Se terminar aquele relacionamento pelo qual suas amigas torcem pelo fim — e no qual todo mundo já apelidou o seu companheiro de “tonhão” ou “desquerido”, porque é nítido que a relação está falida — já é difícil, tente terminar com um homem que construiu para si mesmo uma reputação tão inabalável que não só parece blindado de críticas, como faz com que você seja desacreditada e tida como doida quando vocês terminarem.
Terrível, né? Esse tipo de violência tem nome (gaslight) e assola muitas mulheres naquilo que a gente acha que é um “casamento ideal” por aí.
Ele é tão engraçado, ele é tão bonzinho, ele é tão galera… Será mesmo?
Esse arquétipo do homem gente boa funciona como uma camada de proteção social que torna qualquer crítica da parceira algo irrelevante ou fruto de um suposto desequilíbrio dela. O carisma, nesse contexto, acaba agindo como uma ferramenta de silenciamento. Ele gasta todo o estoque de paciência, escuta e gentileza com os outros, chegando em casa como um deserto emocional. O que sobra para a intimidade é o resto: o silêncio punitivo, o desinteresse pelas questões da casa ou aquela passividade agressiva que drena a energia de qualquer uma. Afinal, como alguém tão galera poderia ser uma pessoa fria e negligente entre quatro paredes?
Muitas mulheres acabam assumindo o papel de assessoras de imprensa dessa perfeição masculina sem nem perceberem. Elas suavizam as grosserias dele em público, justificam a falta de ajuda com as crianças e mantêm a estética do casal feliz para não terem que lidar com o julgamento alheio.

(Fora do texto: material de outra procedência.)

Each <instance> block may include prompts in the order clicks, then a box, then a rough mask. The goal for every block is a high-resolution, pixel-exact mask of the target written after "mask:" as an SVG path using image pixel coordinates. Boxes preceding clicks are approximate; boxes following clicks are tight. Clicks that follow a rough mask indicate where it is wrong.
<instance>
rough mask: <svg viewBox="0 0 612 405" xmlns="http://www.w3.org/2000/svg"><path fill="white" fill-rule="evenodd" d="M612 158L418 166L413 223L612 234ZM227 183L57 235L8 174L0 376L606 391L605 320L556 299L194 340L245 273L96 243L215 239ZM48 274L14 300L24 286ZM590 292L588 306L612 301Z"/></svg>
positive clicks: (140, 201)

O problema é que sustentar esse personagem de “mulher do cara mais legal do mundo” cansa. A tristeza que se vê no rosto dessas mulheres nasce justamente dessa necessidade de fingir que está tudo bem para não decepcionar o fã-clube que o marido construiu ao redor de si.
Tá, mas isso configura violência?
Se é intencional, planejado e sistemático: sim. Esse é um tipo de violência psicológica. A discrepância entre quem o cara se mostra para o mundo (prestativo, bom, amoroso, não-violento) e quem ele escolhe ser na vida privada (geralmente o contrário de tudo isso aí) é enlouquecedora pra quem convive de perto. E geralmente ganha forma quando a mulher tenta pontuar uma falha ou uma falta de apoio e ele rapidamente usa a própria reputação como escudo.
O discurso implícito é que, se todo mundo o ama, o problema só pode estar na percepção dela. Essa tática faz com que ela passe a duvidar dos próprios sentimentos, sentindo uma culpa constante por não estar feliz ao lado de alguém que todo mundo elegeu como o ápice da masculinidade saudável. A violência não precisa de gritos quando ela vem na forma de uma negação constante da realidade.
E o que a gente faz?
Diferente de uma briga no meio da rua ou uma crise de ciúmes que todo mundo assiste na mesa de bar, esse abuso acontece no silêncio do sofá. Por isso, a gente precisa de rede de apoio que não se contenta com as aparências. Os estudos que pesquisam violência simbólica em relacionamentos mostram que, quanto mais gente próxima frequenta a casa, mais difícil fica para o abusador sustentar o personagem de “cara perfeito”. A máscara cai no convívio. Se você tem aquela amiga que anda sempre triste e vulnerável, mesmo casada com um “cara ok”, não ignore. Tenta puxar conversa, faz as perguntas difíceis.
Você já passou por essa sensação de terminar um relacionamento abusivo que ninguém nem sonhava que era assim? Já sentiu que precisava proteger a reputação de um homem que não movia uma palha pela sua saúde emocional? Conhece amigas que hoje são vistas como “loucas” só porque tiveram a audácia de terminar com o boy que todo mundo achava que era o máximo?